Kátyra caminha pelos corredores com uma taça de vinho, tentando encontrar silêncio. Mas encontra Tharion no centro do saguão, sozinho — e furioso.

Ele vira, os olhos ardendo.

— Eles estão dormindo no chão, Kátyra. De novo. Como sempre.

Ela tenta manter a compostura.

— Eu falei com Varcrest. Pedi acomodações melhores...

— E ele sorriu e mentiu. Como todos eles fazem. Como todos vocês fazem.

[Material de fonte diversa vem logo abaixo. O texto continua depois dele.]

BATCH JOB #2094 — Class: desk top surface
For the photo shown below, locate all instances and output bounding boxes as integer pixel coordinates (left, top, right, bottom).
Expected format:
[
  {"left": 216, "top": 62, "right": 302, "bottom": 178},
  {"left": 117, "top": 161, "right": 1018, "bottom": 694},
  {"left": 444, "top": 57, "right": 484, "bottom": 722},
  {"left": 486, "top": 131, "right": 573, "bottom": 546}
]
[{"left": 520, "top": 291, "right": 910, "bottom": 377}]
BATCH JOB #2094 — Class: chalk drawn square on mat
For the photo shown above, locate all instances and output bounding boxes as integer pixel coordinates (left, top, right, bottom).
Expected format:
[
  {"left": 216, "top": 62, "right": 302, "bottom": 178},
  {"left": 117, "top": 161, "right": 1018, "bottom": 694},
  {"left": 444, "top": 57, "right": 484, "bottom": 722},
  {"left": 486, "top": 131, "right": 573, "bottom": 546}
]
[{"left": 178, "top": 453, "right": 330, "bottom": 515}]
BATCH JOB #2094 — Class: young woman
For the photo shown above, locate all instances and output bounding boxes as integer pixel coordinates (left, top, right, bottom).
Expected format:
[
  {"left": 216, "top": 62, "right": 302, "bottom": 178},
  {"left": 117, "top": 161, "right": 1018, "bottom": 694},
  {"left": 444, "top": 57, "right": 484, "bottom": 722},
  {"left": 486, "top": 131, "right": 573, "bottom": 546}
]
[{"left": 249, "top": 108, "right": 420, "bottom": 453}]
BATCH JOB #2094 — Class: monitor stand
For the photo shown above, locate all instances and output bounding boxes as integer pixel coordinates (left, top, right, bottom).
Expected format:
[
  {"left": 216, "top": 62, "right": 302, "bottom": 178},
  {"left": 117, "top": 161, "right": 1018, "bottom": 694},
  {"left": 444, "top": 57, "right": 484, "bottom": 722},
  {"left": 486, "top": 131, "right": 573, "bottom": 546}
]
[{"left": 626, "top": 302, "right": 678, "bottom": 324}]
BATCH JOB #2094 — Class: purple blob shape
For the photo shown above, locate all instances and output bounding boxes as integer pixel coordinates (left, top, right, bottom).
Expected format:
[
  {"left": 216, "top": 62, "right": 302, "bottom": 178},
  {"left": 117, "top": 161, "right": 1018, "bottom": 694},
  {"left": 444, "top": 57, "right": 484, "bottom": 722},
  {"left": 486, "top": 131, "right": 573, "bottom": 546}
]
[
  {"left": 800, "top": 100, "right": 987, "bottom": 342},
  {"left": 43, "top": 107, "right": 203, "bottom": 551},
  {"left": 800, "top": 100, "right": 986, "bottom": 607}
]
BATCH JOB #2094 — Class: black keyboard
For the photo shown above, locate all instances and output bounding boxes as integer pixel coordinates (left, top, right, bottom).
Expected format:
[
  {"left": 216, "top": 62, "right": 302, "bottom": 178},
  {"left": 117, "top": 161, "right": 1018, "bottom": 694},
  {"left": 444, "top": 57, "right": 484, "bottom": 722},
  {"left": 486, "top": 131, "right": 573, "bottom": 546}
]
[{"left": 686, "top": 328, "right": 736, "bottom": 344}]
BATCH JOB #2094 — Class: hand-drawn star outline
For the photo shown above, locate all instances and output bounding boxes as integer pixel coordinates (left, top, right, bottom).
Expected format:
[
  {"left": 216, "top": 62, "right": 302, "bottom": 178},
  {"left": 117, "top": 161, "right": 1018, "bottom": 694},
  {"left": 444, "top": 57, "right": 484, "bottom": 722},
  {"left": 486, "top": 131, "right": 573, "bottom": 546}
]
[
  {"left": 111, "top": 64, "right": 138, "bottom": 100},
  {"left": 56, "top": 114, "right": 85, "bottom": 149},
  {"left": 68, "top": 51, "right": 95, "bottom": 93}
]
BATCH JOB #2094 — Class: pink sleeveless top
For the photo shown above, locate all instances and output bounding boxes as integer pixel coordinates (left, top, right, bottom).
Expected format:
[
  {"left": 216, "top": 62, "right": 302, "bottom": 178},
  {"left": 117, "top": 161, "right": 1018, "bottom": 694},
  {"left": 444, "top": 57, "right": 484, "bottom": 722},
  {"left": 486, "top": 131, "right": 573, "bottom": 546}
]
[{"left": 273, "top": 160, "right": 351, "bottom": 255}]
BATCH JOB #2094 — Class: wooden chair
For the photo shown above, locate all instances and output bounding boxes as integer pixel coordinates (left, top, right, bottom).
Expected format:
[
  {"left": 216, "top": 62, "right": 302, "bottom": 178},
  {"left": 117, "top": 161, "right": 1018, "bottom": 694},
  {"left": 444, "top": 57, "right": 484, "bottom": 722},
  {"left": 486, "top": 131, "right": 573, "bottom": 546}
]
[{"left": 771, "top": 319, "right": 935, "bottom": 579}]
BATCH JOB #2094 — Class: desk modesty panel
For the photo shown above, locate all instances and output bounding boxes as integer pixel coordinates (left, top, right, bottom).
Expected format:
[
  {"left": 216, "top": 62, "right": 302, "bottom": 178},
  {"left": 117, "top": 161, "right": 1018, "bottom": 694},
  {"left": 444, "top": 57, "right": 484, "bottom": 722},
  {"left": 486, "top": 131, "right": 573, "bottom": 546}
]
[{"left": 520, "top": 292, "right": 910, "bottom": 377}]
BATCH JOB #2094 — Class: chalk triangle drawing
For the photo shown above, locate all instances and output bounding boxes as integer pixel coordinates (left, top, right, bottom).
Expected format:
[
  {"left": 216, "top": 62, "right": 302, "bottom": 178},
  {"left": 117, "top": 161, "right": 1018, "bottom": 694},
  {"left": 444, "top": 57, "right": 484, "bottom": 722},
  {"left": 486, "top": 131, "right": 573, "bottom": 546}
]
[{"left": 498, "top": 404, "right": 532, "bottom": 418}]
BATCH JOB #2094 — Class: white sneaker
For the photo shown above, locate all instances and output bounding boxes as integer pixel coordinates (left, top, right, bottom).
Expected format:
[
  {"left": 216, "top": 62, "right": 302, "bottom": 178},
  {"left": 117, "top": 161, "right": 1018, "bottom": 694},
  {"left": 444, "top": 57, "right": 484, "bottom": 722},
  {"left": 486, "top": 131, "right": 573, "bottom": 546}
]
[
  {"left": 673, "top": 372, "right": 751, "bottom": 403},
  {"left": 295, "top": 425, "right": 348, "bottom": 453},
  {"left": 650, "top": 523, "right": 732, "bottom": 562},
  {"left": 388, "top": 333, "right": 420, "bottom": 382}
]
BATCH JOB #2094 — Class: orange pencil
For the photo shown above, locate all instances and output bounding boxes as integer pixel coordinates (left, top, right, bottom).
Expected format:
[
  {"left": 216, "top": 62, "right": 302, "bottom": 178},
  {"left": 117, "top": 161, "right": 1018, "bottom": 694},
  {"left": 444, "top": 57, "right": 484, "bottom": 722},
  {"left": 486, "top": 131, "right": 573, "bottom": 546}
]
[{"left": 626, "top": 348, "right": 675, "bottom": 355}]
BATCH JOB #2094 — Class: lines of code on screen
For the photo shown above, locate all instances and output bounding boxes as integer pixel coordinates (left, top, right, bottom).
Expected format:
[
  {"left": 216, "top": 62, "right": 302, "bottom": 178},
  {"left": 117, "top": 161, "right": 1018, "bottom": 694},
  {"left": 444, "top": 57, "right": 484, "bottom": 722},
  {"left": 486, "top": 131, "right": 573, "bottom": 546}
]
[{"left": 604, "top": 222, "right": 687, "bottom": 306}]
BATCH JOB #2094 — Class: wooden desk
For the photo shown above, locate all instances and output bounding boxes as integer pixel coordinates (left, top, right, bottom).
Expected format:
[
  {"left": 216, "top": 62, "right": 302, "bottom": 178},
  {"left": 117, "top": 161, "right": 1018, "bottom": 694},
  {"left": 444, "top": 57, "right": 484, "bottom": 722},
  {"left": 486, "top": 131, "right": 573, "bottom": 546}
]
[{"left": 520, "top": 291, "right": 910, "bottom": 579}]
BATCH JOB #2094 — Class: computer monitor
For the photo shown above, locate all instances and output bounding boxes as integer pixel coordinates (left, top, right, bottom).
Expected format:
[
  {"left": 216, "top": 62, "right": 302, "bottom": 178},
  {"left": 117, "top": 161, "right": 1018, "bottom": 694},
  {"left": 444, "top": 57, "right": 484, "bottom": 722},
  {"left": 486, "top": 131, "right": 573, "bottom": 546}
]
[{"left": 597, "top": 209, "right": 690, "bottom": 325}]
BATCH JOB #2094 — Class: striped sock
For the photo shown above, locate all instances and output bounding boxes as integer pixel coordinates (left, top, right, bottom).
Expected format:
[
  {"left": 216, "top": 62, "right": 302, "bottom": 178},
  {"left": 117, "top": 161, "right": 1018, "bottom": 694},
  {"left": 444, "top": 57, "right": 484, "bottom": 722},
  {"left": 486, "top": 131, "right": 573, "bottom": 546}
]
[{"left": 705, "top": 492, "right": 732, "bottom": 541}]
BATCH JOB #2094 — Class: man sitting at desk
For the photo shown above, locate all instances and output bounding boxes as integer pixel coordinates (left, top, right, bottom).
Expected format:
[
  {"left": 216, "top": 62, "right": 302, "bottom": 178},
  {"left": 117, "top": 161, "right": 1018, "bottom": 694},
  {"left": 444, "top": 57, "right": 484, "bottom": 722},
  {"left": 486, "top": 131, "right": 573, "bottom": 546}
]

— Eu não sou "vocês", Tharion.

— Não? Então me responde.

Ele dá um passo à frente, a voz firme como aço.

— Qual o nome da cozinheira que te preparou aquele pão de amêndoas que você ama?

Ela tenta pensar. Trava.

— E o jardineiro que cuidava dos dragoeiros no pátio da sua avó?

— Eu...

— E o rapaz da roupa remendada que levava os bilhetes escondidos até Tharion nos portões do palácio?

Ela se cala.

— Você nem viu ele, né? Mas eu vi. Vi quando ele foi pego e chicoteado. Vi quando ele foi jogado fora como um pano sujo.

— Tharion, chega!

— Chega?! Isso aqui já passou do chega, Kátyra! Você desfila com vestidos costurados por mãos feridas, come o pão de gente que não pode alimentar os próprios filhos, e ainda vem me olhar como se eu fosse o problema?

Ela endurece.

— Eu estou tentando mudar!

— Tentando?! Você está "tentando" como quem tenta aprender flauta. Isso aqui não é música, Kátyra. É sangue. É morte. É gente que só existe quando serve.

Ele respira fundo, e aí solta:

— Você não é a herdeira dos Guardiões. Você é a herdeira do esquecimento.

Silêncio brutal.

As palavras atingem como lâminas.

— Me perdoa... — ele murmura, já arrependido, mas sem força pra recuar.

— Sai daqui, Tharion.

Ela está de cabeça erguida, mas os olhos tremem.

— Agora.

Ele hesita, depois se vira e vai. As palavras dele ecoando mais nele do que nela agora. O peso do excesso.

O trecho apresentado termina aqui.